Through close working relations with the Ministry of Diaspora Relations and Build Belize Incorporated, the Ministry of Education has been able to hand over fifty-four laptops and Chrome Books to Excelsior High School. They will be given to students who do not have gadgets of their own to study or complete their assignments.
Francis Fonseca, Minister of Education
“We wanted to come here to Excelsior this morning to make sure that we send a very clear message to these young people – that they are important, that their education is important, that we believe in them, that we want to support them, and we want to equip them with the tools they need to be successful students.”
Excelsior, like the other three schools involved in the Ministry of Education’s Upliftment Program called Together We Rise, caters to students who come from poor socio-economic backgrounds, so prior to now; each student was given a laptop. But while new devices will be distributed to all one hundred and nine students again, the school’s Principal, Dawn Watters says today, the priority was given to the fifty-four whose first devices are no longer functional.

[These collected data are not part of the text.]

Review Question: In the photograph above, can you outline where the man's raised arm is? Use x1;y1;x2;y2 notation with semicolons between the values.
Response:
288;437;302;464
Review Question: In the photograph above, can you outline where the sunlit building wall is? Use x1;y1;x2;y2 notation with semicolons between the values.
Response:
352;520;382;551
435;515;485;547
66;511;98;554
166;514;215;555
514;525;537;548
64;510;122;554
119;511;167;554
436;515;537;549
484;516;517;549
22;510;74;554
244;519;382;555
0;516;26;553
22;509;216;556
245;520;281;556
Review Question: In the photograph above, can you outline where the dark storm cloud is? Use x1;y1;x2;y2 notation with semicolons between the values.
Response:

Dawn Watters, Principal, Excelsior High School
“For many of them, they don’t have an electronic device so the donation today has really helped our students. It has helped them to be current with their schoolwork. It has helped them to conduct research, and technology is being integrated in all areas of the curriculum so it allows linkages to happen across subject areas.”

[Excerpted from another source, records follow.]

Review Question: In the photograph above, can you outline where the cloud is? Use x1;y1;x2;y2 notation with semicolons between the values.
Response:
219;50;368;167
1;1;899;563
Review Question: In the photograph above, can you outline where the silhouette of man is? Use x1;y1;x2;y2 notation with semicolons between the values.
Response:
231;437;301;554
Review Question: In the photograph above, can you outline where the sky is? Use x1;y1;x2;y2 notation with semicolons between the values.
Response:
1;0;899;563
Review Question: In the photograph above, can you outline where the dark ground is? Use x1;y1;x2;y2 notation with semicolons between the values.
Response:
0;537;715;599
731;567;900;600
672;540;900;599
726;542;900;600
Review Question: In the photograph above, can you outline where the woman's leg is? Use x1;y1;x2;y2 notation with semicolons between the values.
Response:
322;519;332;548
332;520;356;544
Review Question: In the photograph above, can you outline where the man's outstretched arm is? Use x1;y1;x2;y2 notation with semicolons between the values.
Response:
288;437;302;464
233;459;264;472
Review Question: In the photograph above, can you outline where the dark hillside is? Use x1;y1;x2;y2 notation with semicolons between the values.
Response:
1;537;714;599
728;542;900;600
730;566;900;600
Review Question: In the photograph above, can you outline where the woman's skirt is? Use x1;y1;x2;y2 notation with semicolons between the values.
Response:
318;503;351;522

Watters says that students have spent the past two years trying to keep up with their lessons with the use of manual school packages, so having a device will no doubt make the learning process that much more convenient. Watters said that since the Ministry’s Together We Rise program was introduced this month, there has been an increase in student enrollment.
“When these students come to us we have the responsibility to try and reform them and provide them with the morals and the values necessary for them to become productive citizens, so it transfers really to safer communities because if we have these kids off the streets, enrolled in school, and give them a positive outlet to gain abilities, skills, values, morals, then that will give them an option to perhaps go and further their studies or be functional at employment.”
As for the program, Minister Fonseca said that by next year, the ministry should be able to make an assessment of its success and to tweak the areas that may need it. Marion Ali for News Five.